Edinburgh University Press
Title: ‘Acts of communal memory’: Landscape, Memory and Place Names in Alec Finlay’s Work
Description:
In 2010 Alec Finlay together with Ken Cockburn set out on a journey on foot through Scotland, guided by Matsuo Bashō’s Oku no Hosomichi.
Their responses to the encountered landscapes were gathered in a volume titled The Road North (2014).
Stepping over temporal and geographical limits,Finlay and Cockburn entered in a dialogue with the seventeenth-century text, offering a phenomenological mapping of place focused on corporeal experience and blending in elements of cultural and historical survey of the land.
In his work, Finlay frequently maps the terrain with his feet, feeling his way through place in detailed itineraries.
Exploring the relationship between language and landscape, Finlay does not strive for fixed meanings, but concerns himself with the dissemination of sense, which is illustrated by his use of tanzaku, or ‘place-name translation’.
His place writing and sited projects become moveable maps focused on ‘place-awareness’.
The chapter explores ways in which Finlay’s work combines mapping and ecopoetics.

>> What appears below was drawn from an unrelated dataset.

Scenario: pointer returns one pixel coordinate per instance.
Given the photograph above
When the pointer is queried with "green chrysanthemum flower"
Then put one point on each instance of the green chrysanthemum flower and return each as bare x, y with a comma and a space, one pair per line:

It discusses how his work, concerned with chorography, which focuses on small regions and specific locations, entwines language and topography.
Finally, following J.
Hillis Miller’s statement that ‘Landscape “as such” is never given, only one or another of the ways to map it’, the chapter argues that in his numerous collaborative projects, Finlay proposes open texts onto which are mapped various consciousnesses.